European telcoms group Lebara explores sale
London-based company has been a winner from the squeeze on consumers across Europe
European telecoms group Lebara is examining a possible sale or initial public offering after emerging as a winner from the cost of living crisis.
The London-based company, which since 2019 has been owned by the investment groups Alchemy and Triton, began life offering cheap international phone calls to migrants who had come to Europe.
Over the past three years, the company has shifted focus to target younger consumers and those seeking cheaper deals than on offer from major telecom operators.
Since 2020, Lebara has added more than 1.6mn customers, taking its total to 4mn. It expects to generate earnings before interest, taxes depreciation and amortisation of £70mn next year, more than double the level of 2020.
Chief executive Stephen Shurrock said the group was working with advisers at the investment bank Guggenheim to assess its strategic options. A sale could attract interest from a private equity or corporate group, he said, adding that deliberations were at an early stage and no decision had been taken.
“Under our existing ownership we’ve really had a remit which is ‘fix what you’ve got’,” said Shurrock. “The transformation of the business is very substantive.”
Lebara offers its SIM-only mobile phone plans in the UK, France, Germany, Netherlands and Denmark.
The company is a mobile virtual network operator, meaning it does not have its own networks and uses wholesale agreements with operators such as Vodafone in the UK to sell services to consumers.
Karen Egan, a senior telecoms analyst at Enders Analysis, said Lebara would “attract a high [ebitda] multiple” as MVNOs have low levels of capital expenditure and are becoming “very attractive” to network operators because of their subscriber bases.

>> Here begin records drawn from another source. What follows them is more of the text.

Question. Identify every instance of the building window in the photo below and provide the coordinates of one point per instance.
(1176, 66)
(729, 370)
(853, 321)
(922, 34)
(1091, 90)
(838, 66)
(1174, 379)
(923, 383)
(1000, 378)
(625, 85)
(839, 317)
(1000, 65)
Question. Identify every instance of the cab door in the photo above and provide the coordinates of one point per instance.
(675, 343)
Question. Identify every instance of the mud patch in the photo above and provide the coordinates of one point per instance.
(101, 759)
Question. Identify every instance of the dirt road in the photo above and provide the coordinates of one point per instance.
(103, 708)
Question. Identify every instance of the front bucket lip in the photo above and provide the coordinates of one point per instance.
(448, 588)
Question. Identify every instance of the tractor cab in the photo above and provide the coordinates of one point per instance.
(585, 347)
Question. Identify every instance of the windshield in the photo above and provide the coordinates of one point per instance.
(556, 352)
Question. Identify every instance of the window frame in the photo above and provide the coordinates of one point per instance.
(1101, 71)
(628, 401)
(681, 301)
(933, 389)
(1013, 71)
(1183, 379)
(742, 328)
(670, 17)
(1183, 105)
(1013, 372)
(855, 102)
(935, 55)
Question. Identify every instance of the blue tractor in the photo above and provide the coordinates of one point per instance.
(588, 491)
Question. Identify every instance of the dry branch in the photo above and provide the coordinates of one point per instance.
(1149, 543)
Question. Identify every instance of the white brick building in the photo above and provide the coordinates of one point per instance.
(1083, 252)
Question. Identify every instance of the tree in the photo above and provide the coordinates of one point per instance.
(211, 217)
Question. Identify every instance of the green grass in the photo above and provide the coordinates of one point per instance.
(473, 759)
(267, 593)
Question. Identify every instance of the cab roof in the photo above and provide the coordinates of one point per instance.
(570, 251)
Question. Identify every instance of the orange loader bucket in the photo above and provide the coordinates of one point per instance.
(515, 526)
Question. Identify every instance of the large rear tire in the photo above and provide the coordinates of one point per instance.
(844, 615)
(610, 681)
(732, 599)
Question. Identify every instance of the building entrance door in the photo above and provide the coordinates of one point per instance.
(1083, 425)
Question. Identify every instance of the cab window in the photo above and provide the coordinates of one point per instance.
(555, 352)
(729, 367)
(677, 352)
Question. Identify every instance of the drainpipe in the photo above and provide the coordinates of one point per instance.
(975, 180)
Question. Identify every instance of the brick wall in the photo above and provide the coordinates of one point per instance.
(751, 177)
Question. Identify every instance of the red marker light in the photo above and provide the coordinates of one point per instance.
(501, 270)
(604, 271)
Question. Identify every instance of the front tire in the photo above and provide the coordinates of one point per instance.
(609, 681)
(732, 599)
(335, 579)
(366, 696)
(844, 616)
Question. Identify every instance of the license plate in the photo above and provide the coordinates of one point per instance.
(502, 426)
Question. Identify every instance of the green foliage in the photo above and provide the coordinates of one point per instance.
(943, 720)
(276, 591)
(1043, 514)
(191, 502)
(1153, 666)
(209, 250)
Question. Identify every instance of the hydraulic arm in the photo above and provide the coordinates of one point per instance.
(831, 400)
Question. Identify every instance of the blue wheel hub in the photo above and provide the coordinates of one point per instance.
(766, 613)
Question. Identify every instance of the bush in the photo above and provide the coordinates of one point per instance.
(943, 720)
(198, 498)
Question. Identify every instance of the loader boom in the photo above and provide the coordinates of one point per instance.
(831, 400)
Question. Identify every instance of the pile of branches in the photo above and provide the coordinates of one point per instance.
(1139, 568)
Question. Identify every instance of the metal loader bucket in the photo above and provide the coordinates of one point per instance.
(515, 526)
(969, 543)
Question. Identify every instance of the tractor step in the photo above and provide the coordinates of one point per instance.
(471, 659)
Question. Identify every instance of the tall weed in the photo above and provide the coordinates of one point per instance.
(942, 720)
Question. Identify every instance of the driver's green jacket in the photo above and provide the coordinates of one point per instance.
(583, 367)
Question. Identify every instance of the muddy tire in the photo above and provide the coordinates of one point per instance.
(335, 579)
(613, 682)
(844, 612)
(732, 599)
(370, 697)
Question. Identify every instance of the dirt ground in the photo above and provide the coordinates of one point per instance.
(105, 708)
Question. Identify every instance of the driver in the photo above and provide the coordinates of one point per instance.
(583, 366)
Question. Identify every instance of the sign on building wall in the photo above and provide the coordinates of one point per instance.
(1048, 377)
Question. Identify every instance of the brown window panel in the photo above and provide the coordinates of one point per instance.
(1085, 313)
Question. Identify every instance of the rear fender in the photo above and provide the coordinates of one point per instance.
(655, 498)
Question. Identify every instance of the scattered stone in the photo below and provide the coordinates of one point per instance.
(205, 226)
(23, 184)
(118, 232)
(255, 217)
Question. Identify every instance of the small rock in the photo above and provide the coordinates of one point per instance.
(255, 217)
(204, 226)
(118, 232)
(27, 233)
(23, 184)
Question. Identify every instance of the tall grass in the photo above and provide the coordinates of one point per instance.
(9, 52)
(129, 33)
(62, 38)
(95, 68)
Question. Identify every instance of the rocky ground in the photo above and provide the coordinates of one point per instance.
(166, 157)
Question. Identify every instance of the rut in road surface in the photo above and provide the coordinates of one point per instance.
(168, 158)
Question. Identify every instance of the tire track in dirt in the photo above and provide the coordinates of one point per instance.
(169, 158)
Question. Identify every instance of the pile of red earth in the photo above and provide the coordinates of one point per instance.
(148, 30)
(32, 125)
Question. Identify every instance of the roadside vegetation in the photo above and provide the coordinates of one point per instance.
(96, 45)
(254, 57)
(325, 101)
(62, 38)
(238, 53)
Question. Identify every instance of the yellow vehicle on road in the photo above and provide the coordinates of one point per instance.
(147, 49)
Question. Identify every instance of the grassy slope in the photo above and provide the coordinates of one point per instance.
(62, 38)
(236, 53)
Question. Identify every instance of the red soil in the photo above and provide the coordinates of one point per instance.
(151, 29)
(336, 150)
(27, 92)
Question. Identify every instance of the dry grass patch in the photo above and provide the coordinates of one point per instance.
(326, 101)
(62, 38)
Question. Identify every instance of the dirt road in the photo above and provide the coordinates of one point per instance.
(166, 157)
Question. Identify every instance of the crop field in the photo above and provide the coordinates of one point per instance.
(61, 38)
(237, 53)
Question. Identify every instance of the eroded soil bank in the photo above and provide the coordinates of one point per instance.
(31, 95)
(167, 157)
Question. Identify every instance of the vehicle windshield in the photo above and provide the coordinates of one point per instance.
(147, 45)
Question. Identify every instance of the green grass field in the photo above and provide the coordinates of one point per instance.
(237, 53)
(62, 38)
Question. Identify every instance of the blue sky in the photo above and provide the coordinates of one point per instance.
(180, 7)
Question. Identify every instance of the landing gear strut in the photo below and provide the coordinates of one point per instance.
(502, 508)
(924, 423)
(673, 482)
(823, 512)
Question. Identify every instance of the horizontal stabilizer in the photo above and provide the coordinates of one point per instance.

In 2020, Spanish telecoms group MasMovil paid a multiple of 8.2 times for Lycamobile’s Spanish business, also an MNVO.
“I think that multiples could be higher now given the strength of the MVNOs both in terms of growth trajectory and ability to move between network operators,” Egan added.
The sector has benefited as the squeeze on living standards prompts consumers to look “for cheaper offers” while the pandemic helped accelerate online sales for MVNOs.
“There’s loads of organic growth left in this market for us,” said Shurrock.
Lebara’s new owners invested about €25mn into the business in 2021. As part of that shift, the company says now nearly two-thirds of its revenue is recurring, double the levels seen in 2021.
Alchemy, which is the majority owner, and Triton took control of Lebara in a debt-for-equity swap after the company faced a litany of financial reporting errors and breaches of debt terms under its previous owners, a little-known Swiss family office.